Re: Dog food pouch deal
Well, this morning I was on the phone with Catalina and P&G.
It seems this promotion was very regionalized and I'm getting to the bottom of this! It is not my intention to waste time and gas not to mention getting up in people's faces about what is or is not in their promotions. Reading and understanding English was never difficult for me so if they allow products in one area to be valid but the same products in other areas don't qualify...they should have made this clear to their consumers! Instead, P&G rolls out a generic promo and then hides behind catalina and Albertsons. No, no, no! I will not be made to look like a fool. Frankly, I'm too intelligent!
Here's what I know up to this point:
P&G insists all their products are participating.
Jewel says the Iams dog food pouches UPC codes are not on their list of valid codes for this promo.

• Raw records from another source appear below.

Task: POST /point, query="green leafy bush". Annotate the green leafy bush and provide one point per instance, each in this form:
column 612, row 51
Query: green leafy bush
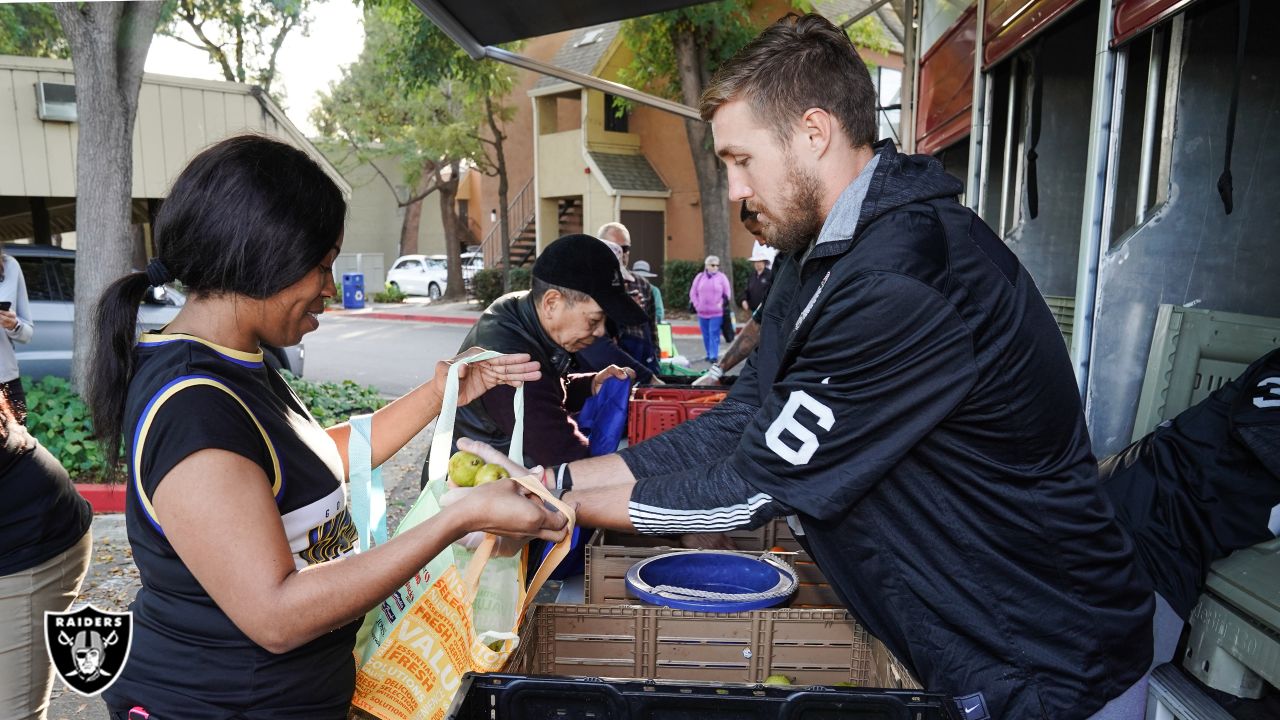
column 487, row 283
column 521, row 278
column 677, row 276
column 487, row 286
column 60, row 420
column 391, row 295
column 334, row 402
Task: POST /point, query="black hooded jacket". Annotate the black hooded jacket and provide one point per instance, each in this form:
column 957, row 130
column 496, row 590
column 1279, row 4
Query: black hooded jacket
column 551, row 436
column 913, row 405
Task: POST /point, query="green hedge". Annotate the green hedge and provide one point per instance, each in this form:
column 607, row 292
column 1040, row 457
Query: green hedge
column 60, row 420
column 679, row 276
column 487, row 283
column 334, row 402
column 676, row 278
column 391, row 294
column 741, row 273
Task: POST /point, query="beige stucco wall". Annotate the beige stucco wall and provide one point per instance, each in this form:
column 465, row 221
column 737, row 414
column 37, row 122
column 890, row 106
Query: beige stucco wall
column 177, row 118
column 561, row 165
column 374, row 217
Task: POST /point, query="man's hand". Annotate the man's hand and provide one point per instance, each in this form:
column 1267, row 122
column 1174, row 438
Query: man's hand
column 707, row 541
column 478, row 378
column 493, row 456
column 711, row 378
column 611, row 372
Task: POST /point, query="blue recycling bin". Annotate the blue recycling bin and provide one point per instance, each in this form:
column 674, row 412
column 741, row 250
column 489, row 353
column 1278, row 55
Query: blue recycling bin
column 352, row 290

Catalina says that the deals were regional as were the run dates of the promotion. In my area, (Chicago suburbs) a list of UPC's were given to the stores. 272 UPC's to be exact with an additional 50 UPC codes as wild cards. That's right, WILD CARD UPC CODES. This means that the first 5 numbers are for an entire family of products that are valid for the promotion. Which means that 100's more products qualify. Only seven Iams UPC codes qualified (in my area).

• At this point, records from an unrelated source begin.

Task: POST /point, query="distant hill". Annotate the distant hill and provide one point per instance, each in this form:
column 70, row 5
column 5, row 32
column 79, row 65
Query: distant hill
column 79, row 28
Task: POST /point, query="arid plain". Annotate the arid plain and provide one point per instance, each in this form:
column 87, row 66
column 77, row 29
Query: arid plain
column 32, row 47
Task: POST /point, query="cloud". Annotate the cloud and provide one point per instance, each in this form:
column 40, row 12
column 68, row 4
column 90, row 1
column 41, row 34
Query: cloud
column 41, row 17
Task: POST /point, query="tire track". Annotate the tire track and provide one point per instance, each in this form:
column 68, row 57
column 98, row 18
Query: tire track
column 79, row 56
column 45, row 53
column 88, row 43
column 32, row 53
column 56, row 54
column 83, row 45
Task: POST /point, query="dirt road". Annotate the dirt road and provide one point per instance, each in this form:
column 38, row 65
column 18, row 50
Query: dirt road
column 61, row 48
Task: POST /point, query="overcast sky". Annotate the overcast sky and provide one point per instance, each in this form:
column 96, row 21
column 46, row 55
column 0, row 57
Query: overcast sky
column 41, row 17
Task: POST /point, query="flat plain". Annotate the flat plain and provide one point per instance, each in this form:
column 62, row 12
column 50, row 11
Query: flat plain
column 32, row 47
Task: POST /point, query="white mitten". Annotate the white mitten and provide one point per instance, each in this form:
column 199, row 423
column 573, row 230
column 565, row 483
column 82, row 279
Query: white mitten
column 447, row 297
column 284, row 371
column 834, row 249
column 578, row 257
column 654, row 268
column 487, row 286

The interesting thing is that:
a) no one will tell me who generated this UPC list. P&G, Catalina or Albertsons.
b) Only UPC codes were given to the stores. No one at the stores or catalina for that matter can identify the upc's with the products! That's why there were no X's marking participating products in the stores. It was just too difficult to do. If they don't know, how the he11 should I know?
Talking with P&G, my position is that they have a deceptive advertising campaign. I even pulled down their in store promo piece that lists BRANDS and not individual products as evidence. For my time and trouble, P&G is sending me a $10 check along with a detailed explanation as to what went wrong with this campaign.
It had better be good because I threatened to contact consumer reporters.